2. Originally Posted by Last_Singularity
Question: prove that a matrix that is both unitary and upper triangular must be diagonal.

Call the matrix $A$. By the fact that it is unitary, $AA^* = A^*A = I_n$. In other words, $\sum_{i=1}^n a_{ji} a^*_{ji} = 1$ for all $j=1,...,n$ where $a^*$ is the complex conjugate. Additionally, $\sum_{i=1}^n a_{ji} a^*_{ki} = 0$ for $j \neq k$.

And I know that $A*$ is lower triangular. Any hints, please? Thanks.

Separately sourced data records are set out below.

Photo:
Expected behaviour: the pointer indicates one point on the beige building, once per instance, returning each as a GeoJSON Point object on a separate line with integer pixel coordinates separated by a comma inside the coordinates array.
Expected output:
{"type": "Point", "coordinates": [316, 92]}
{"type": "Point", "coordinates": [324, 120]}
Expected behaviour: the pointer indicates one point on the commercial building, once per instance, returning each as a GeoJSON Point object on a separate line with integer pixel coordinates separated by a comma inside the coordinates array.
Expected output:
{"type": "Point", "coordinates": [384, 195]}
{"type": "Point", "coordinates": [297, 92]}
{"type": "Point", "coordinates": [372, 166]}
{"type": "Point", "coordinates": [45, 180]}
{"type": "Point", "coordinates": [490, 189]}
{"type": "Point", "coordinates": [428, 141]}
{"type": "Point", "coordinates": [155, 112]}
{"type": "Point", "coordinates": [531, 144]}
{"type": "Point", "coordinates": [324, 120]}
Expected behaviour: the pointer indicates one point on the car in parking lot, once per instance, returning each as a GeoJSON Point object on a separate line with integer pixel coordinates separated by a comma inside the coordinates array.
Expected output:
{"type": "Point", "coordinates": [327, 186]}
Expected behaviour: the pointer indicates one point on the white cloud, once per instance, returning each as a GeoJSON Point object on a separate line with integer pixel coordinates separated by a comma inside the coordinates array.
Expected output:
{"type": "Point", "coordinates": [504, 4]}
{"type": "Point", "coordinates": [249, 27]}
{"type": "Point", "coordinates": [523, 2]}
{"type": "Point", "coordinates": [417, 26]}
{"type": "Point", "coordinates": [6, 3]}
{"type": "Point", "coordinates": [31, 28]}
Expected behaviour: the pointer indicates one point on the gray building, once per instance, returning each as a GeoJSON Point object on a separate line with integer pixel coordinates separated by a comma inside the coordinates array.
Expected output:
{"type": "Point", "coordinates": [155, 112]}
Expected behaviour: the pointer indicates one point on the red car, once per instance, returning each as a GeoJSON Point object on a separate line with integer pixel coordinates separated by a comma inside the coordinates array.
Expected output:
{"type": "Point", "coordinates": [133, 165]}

You're almost there, though your notation perhaps makes things a little messier:

$U=(u{_ij})$ is unitary, so:

(i) $\Longrightarrow\,U^{*}=U^{-1}$

(ii) $\sum\limits_{k=i}^n(u_{ik}\overline{u_{ik}}=)\left |u_{ik}\right|^2=1$

(iii) The inverse of an upper triangular matrix $U=(u_{ij})$ is also upper triangular with diagonal elements $=u_{ii}^{-1}=\frac{1}{u_{ii}}\,,\,i=1,2,...,n$

Now put together (i) and (iii): $\frac{1}{u_{ii}}=\overline{u_{ii}}\Longleftrightar row\,\left|u_{ii}\right|^2=1$ , and taking into account (ii) this gives us that all the elements outside of the main diagonal must be zero. Q.E.D.

Or simpler, using your reasoning and (iii): $U^{-1}$ is upper triangular, but $U^{-1}=U^{*}$ , and $U^{*}$ is LOWER triangular $\Longrightarrow\,U^{*}$ is both upper and lower triangular and then it is diagonal, and thus also $U$ is.
Tonio